XGBoost is built in top of gradient boosting known as extreme gradient boosting. XGBoost is also an ensemble technique which handles missing values efficiently. Computational speed is very high because of the parallelism and distributed computing. Implementation can be slow because it needs to create one tree at a time to correct the error of tall previous trees.
Model Performance Check:
The real challenge comes while evaluating which model is performing well on the data set and whether it is able to meet the stakeholders’ expectations. Below are some of the metrics used to evaluate models’ efficacy in a typical classification problem.
Accuracy simply measures how often the classifier predicts correctly. We can define accuracy as the ratio of the number of correct predictions and the total number of predictions.
A confusion matrix is defined as the table that is often used to describe the performance of a classification model on a set of the test data for which the true values are known.

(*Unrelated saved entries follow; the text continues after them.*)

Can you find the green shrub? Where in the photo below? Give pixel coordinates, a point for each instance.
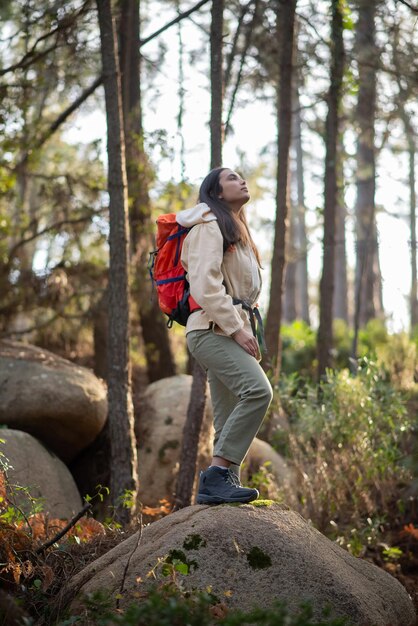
(298, 348)
(170, 605)
(398, 357)
(347, 448)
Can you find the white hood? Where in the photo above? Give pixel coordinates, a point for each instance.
(196, 215)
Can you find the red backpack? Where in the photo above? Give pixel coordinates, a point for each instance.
(167, 272)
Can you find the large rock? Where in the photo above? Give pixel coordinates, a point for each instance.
(259, 554)
(62, 404)
(31, 466)
(262, 454)
(162, 415)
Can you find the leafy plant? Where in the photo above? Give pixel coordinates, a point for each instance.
(168, 605)
(348, 448)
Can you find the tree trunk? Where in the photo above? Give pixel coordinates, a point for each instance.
(403, 97)
(341, 282)
(159, 358)
(284, 120)
(123, 477)
(290, 309)
(100, 319)
(413, 298)
(216, 81)
(191, 435)
(325, 335)
(367, 298)
(196, 408)
(302, 267)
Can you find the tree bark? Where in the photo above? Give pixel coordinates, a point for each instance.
(302, 268)
(325, 335)
(290, 309)
(403, 97)
(341, 281)
(196, 408)
(123, 478)
(216, 80)
(286, 9)
(158, 353)
(367, 300)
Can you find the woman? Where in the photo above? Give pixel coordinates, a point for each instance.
(222, 265)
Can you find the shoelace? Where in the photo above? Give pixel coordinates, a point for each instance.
(233, 479)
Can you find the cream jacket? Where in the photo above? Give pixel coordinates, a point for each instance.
(214, 277)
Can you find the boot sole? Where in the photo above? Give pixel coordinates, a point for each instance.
(220, 500)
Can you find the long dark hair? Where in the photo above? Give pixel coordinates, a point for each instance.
(233, 226)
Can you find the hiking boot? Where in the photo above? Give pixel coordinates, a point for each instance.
(217, 485)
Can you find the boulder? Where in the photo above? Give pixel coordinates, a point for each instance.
(62, 404)
(162, 414)
(257, 554)
(30, 465)
(258, 455)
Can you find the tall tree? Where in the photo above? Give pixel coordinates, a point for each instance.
(285, 32)
(341, 282)
(367, 280)
(325, 336)
(404, 96)
(160, 362)
(197, 402)
(123, 477)
(216, 82)
(302, 266)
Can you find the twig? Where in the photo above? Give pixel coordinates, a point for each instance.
(181, 16)
(414, 9)
(65, 530)
(125, 571)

Precision explains how many of the correctly predicted cases actually turned out to be positive. Precision is useful in the cases where False Positive (FP) is a higher concern than False Negatives (FN). The importance of Precision is in music or video recommendation systems, e-commerce websites, etc. where wrong results could lead to customer churn and this could be harmful to the business.
Recall explains how many of the actual positive cases we were able to predict correctly with our model. It is a useful metric in cases where False Negative is of higher concern than False Positive. It is important in medical cases where it doesn’t matter whether we raise a false alarm but the actual positive cases should not go undetected!
It gives a combined idea about Precision and Recall metrics. It is maximum when Precision is equal to Recall. The F1 score punishes extreme values more. F1 Score could be an effective evaluation metric when FP and FN are equally costly.
We can segregate the model predictions into 3 major buckets as follows:
- Customers who need reminder calls and follow ups
- Customers who need only reminders through SMS or WhatsApp or Emails
- Customers who do not need any reminders
Early reaching out to customers who are highly probable of not renewing the policy on time can be effectively handled.
It will also help us in identifying the customers who will renew on time so that we need not send them multiple reminders or follow ups.
Benefits of Lapsation Model:
- Use of resources efficiently
- Improves Retention Rate
- Upselling and Cross-Selling
- Building a strong perception of the organization among the public
- Improves Customers Acquisition Rate and Reduces Customer Churn Rate
By renewing policy on time you are making sure about the coverage of the risk and saving yourself from a claim situation during grace period. Also it is equally important to get the continuity benefits in terms of waiting period if insured has any pre-existing diseases which will be lost if he/she failed to renew the policy. And in the end he/she has to buy a new policy and go through the entire waiting period all over again.
DISCLAIMER: The information contained in this blog is provided based on the author’s views, opinion and understanding.